杏奈は小さく息を吐き、紫苑の腕に軽く体を寄せる。
(……この人となら、どんな時間も、一緒に歩いていける)
紫苑も同じ気持ちを胸に抱き、自然に杏奈の手を握り返す。互いの目が合うたび、言葉はなくても全てが伝わる。小さな距離はもう恐れるものではなく、むしろ心を近づけるための優しい糸のようだった。菜央ちゃんの笑顔がその糸をさらに柔らかく、強くしてくれる。
***
夕暮れが街をオレンジ色に染める頃、三人は公園のベンチに腰掛ける。菜央ちゃんは無邪気に遊び、杏奈と紫苑は互いの肩を軽く寄せ合い、穏やかに笑い合う。
「……こうして、毎日が続けばいいな」
「うん……ずっと、こうして」
互いに微笑みながら手を握る。夜が訪れる前の柔らかい光が、二人の顔を照らす。過去の不安も、迷いも、すべてがこの時間の中で静かに溶けていく。杏奈の胸には、今までになく深い安心感と幸福感が広がっていた。紫苑もまた、彼女の存在を通じて心の中の温かさを実感している。
(……これが、私たちの“日常”なんだ……)
二人の間に生まれた絆は、もう揺るがない。互いの心と体を受け入れ、少しずつ重ねてきた時間は、確かな愛情と信頼の証として、静かに輝いている。

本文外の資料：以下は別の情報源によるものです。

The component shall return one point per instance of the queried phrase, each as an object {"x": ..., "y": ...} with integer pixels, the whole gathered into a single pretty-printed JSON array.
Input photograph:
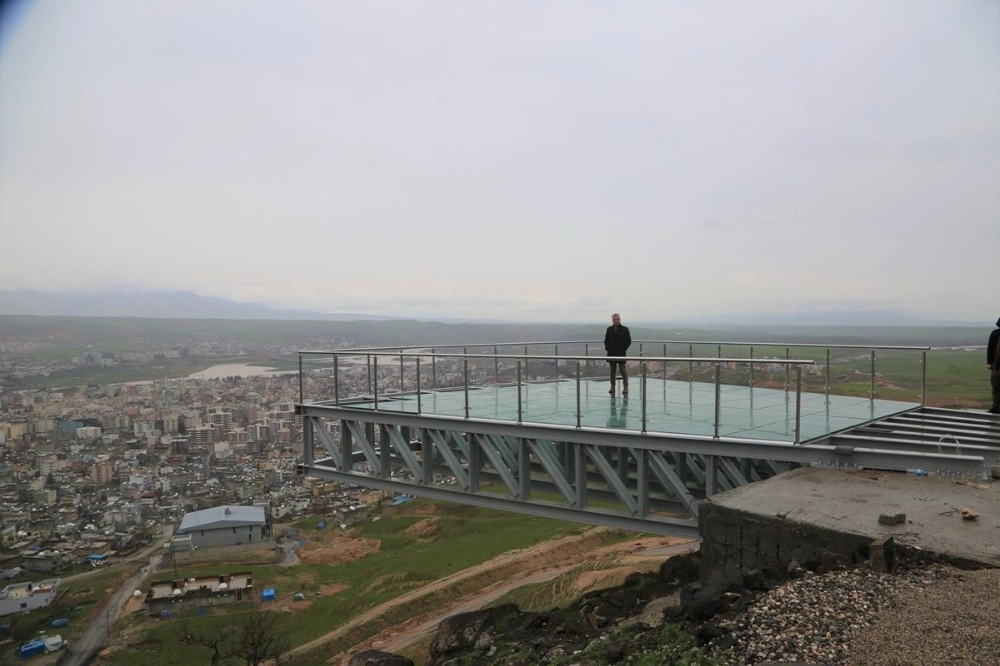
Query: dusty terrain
[{"x": 476, "y": 586}]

夜のウィーン。街灯の光と遠くの鐘の音が、二人と菜央ちゃんの小さな幸せを見守るように静かに響く。杏奈は小さく笑い、紫苑の手を握り返した。
「……ずっと、そばにいてくれる?」
「もちろん。これからも、ずっと」
その言葉に、杏奈は胸の奥で深く頷く。夜が静かに更ける中、三人の新しい日常が、光の中で穏やかに始まっていった。窓の外の月明かりも、二人と菜央ちゃんの未来を祝福しているかのように、淡く優しく照らしている。
***
数年が過ぎ、ウィーンの街には柔らかな春の光が差し込んでいた。杏奈は少しだけ大人っぽくなった笑顔を浮かべながら、リビングで菜央ちゃんと一緒に絵本を読んでいる。紫苑はその隣で、静かに笑いながら新聞をめくり、時折二人を見守る視線を送る。

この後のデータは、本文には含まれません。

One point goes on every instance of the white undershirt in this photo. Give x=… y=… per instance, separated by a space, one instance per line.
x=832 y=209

菜央ちゃんはすでに小学校に通い始め、元気いっぱい。文字を覚えるのも早く、時折、杏奈の肩に頭を寄せて甘える仕草は昔と変わらない。杏奈はその小さな体を抱きしめながら、自然と微笑む。
「菜央、もう読める単語増えたね」
「うん! 先生が褒めてくれたから頑張ったの!」
紫苑はそっと杏奈の手を握り、目を合わせて微笑む。互いの生活の中に溶け込んだ愛情は、言葉にしなくても十分に伝わる。手を握るだけで、胸の奥に温かさがじんわりと広がり、安心感が体を包む。

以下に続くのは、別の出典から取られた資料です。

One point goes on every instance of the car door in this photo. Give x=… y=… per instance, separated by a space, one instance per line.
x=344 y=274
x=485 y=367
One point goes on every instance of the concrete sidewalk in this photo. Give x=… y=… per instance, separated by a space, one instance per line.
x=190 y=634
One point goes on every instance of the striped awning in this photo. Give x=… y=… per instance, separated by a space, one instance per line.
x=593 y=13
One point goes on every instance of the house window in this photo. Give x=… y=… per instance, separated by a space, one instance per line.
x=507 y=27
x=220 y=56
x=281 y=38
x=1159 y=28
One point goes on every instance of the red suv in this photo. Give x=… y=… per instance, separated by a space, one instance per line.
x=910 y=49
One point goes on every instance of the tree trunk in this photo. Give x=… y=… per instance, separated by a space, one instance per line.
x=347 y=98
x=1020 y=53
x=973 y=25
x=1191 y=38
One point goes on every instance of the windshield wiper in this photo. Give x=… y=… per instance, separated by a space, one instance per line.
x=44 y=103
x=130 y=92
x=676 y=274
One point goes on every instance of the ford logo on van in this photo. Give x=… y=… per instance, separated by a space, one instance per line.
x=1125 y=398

(……あの頃と変わらない、でももっと深い信頼と愛情……)
杏奈も紫苑も、互いの目を見つめるだけで、これまで歩んできた時間とこれからの日々への思いが胸に溢れるのを感じる。小さな距離から始まった二人の関係は、家族として、恋人として、少しずつ確かな形になっていた。
***
午後の光が窓から差し込み、菜央ちゃんは庭に小さな花を摘みに出かける。杏奈と紫苑も自然に立ち上がり、手をつないで庭へ向かう。春の風に髪をなびかせながら、二人は何気ない日常の中で、互いの存在を心から楽しんでいる。
「……こうして一緒にいられるのが、やっぱり一番幸せだね」
「うん……杏奈さんと、菜央と、毎日こうしていられることが、一番大事だ」
紫苑の言葉に、杏奈は胸が熱くなり、自然に微笑み返す。手のぬくもりが、過去の不安や迷いをすべて洗い流してくれる。遠い日の緊張や戸惑いも、今では柔らかい思い出になっていた。
庭先の光の中で、杏奈はそっと紫苑の肩に頭を寄せる。紫苑も優しく頭を傾け、互いに軽く触れ合う。小さな家族の笑い声と温もりが、静かに春の空気と溶け合っていく。
「これからも、ずっと一緒だよね」
「もちろん。ずっと、一緒だ」
その言葉は、過去のすべての瞬間と、これからの未来をつなぐ約束。杏奈は深く頷き、心の中で確かに誓う。
(……この光の中で、私たちはずっと一緒にいられるんだ……)
遠くの街の鐘の音と、木々の葉が揺れる風の音が、家族の静かな幸福を祝福するかのように優しく響く。杏奈、紫苑、そして菜央――三人の小さな日常は、光に包まれながら、永遠に続いていく。
それから私は母に連絡をするのを忘れちゃったことに気づいてやっと返信をした。菜央ちゃんが撮影したツーショットの写メを添付して。
【私、今とても幸せなのでお見合いはしません】
まぁ、恋愛に無縁の娘だったからか驚いて使わない国際電話がかかってきたけれど。